Ms Davidson insisted: "At this uncertain time, the only priority that our governments should have is to work together to manage the Covid crisis and rebuild our country.

"But the SNP have made it clear, if they win a majority in May, they will try to hold another independence referendum in short order. They've said it could come as soon as the second half of this year. And some of them are even pushing for an illegal 'wildcat' referendum.


"In the midst of a global pandemic, when the only priority should be pulling together to defeat it, to get the country back on its feet, the SNP's priority is to divide us all over again."

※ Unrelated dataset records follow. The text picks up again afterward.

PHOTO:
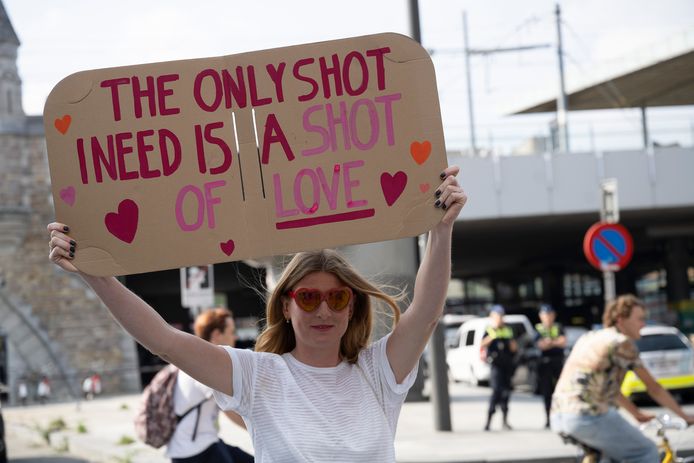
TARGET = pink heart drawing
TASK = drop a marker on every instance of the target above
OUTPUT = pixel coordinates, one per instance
(227, 247)
(123, 224)
(393, 186)
(67, 194)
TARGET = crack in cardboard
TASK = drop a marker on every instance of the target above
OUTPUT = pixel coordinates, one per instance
(81, 99)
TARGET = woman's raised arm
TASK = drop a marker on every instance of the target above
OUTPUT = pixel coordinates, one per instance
(204, 361)
(411, 334)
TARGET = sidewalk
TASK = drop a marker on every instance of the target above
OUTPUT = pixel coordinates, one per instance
(108, 420)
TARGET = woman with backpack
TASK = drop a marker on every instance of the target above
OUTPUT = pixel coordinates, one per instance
(316, 389)
(196, 437)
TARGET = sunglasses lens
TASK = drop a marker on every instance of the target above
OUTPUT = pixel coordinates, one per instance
(308, 299)
(338, 298)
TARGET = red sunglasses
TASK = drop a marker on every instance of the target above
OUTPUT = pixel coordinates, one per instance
(309, 299)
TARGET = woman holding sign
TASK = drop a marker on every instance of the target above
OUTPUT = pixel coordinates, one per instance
(315, 389)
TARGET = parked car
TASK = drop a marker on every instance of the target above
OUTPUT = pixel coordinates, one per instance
(464, 355)
(451, 323)
(668, 355)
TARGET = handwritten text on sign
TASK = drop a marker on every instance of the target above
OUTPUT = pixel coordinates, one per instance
(181, 163)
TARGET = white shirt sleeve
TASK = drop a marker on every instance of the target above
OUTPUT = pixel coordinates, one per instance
(244, 364)
(374, 361)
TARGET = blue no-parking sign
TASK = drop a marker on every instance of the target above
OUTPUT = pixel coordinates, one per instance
(608, 245)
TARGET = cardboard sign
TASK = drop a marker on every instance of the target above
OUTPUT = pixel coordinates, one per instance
(183, 163)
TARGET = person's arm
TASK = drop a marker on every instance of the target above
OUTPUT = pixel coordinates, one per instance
(633, 410)
(235, 418)
(407, 342)
(144, 324)
(660, 394)
(513, 345)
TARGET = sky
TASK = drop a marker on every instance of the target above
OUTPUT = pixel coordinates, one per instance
(601, 37)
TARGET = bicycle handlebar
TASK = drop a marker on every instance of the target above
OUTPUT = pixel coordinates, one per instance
(664, 421)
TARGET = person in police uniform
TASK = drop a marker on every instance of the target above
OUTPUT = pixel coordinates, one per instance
(551, 342)
(500, 350)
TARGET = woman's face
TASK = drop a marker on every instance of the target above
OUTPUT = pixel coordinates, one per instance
(322, 327)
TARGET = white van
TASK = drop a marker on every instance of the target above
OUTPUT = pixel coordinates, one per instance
(463, 355)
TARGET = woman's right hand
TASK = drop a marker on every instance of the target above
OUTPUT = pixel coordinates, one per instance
(61, 246)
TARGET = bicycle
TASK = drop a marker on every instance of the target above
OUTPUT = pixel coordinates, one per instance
(662, 423)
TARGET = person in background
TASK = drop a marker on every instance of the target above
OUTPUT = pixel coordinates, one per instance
(500, 349)
(22, 391)
(196, 438)
(551, 342)
(43, 390)
(585, 401)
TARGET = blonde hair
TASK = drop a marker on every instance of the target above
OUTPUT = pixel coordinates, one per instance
(278, 335)
(619, 308)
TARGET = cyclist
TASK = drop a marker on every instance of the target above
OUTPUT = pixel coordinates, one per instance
(587, 393)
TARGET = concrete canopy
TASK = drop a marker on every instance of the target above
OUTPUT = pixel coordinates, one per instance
(668, 82)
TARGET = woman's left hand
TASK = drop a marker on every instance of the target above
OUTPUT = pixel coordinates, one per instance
(450, 195)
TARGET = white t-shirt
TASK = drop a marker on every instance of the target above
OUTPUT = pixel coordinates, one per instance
(188, 393)
(296, 412)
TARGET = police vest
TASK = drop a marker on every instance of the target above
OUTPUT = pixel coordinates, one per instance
(552, 332)
(500, 333)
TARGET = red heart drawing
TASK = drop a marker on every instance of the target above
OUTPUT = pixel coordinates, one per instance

While she said that Scotland "can't afford another five years of this divisive, distracting, destructive SNP obsession" with holding another referendum, she also claimed that support for Ms Sturgeon's party was on the wane.

The Tory MSP claimed: "Over the last few weeks, something in Scotland has changed. The Nationalist bandwagon, rolling unstoppably towards their dream of a second independence referendum, is now backfiring."

Ms Davidson claimed there were a "lot of different reasons for this", pointing to "the SNP's poor record of delivery across our public services" and "their increasingly highhanded attitude as a government that thinks it can do what it likes and get away with it".

But with Ms Sturgeon having being forced to deny claims from her predecessor Alex Salmond that there was a conspiracy against him, and MP Patrick Grady having stood down as chief whip after harassment allegations were made against him, she said there was an "increasing stench of sleaze and scandal" from the SNP.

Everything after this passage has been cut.